Use Your Pay-Per-Click Budget for Long Term Growth

December 20, 2009 by · Leave a Comment
Filed under: PPC 

Most marketers on the web use PPC (pay-per-click) eventually within their broader marketing mix.  Much of the time these businesses hope that the increase in sales will be at least sufficient to pay for the advertising expenses and, perhaps, even create additional profit.  Other times they look to recover those advertising costs over a longer period by using the PPC campaign as a means of obtaining leads that they use to develop a lasting relationship with a prospect.  Still other times, the focus of some Internet marketers during a PPC campaign includes using the data that they collect for research and planning purposes. 

I am writing this article to draw your attention to using pay-per-click as a research tool  (Of course this assumes that you already know how to conduct thorough keyword research prior to launching your advertising campaigns.

*  Tracking software, such as the free Google Analytics and may commercial packages, will provide you with the exact key phrase used by all of your visitors to get to your PPC landing pages.  If you set up your advertising campaign so that each ad group (group of related keywords) delivers traffic to a separate landing page, you will know only what words have been included in the users search phrase, but you won’t know the exact phrase (unless you use only exact match keywords).  For example, bidding on a term such as “buy green lamp” set up as a broad match, would get traffic from people who searched for phrases such as “buy a used green lamp in Columbus or Dover,” “buy green lamp,” “buy a green lamp in need of repairs,” “buy expensive tiffany green lamp” and many more.  Any traffic you receive would be looking to buy some sort of green lamp.  You probably do not sell all of those that your visitors want.  Based upon the search phrases that your discover and the number of people you identify using them, you may want to create new permanent pages for your site stressing those phrases.  You can work on your SEO for those pages in order to get organic search engine traffic to those new pages.  That can help justify your PPC expense for years to come.

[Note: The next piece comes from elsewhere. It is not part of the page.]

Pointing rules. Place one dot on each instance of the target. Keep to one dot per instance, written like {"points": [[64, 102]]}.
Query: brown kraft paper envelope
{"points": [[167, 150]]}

*  Create a couple landing pages at a time, in which only the headlines or headings differ.  You might have a content management system or software that can alternate those.  If not, allow a number of clicks (maybe 100) to land on one version, then manually change the landing page to the other version.  Look at the data you gather concerning the results of the two versions according to whatever metric you are using (e.g. sales or leads).  If there is a clear winner, keep it in the rotation and set up another test with a different alteration in the heading.

*  Next, use the same test format as with the heading tests to vary a totally different content variable.  You may want to test listing benefits followed by features versus having the features list come before the benefits.  Or you could test one page with an image and another that has a short video display. 

Make sure that on each of the content related tests you are only changing one variable.  If you alter both the image and the headline at the same time, for example, you will have difficulty determining which variable is responsible for any changes in the results or what the relative impact of each is compared to the other.  (Actually, if you have some statistical sophistication, you can set up a test in which you change multiple variables at once across multiple versions of the landing page.)

The main point to go away from this article is that you should be using your PPC campaigns to do more than bring visitors to your site and hope that they will buy something.  Get as much out of the funds that you are spending as possible.  Test, analyze and use the data!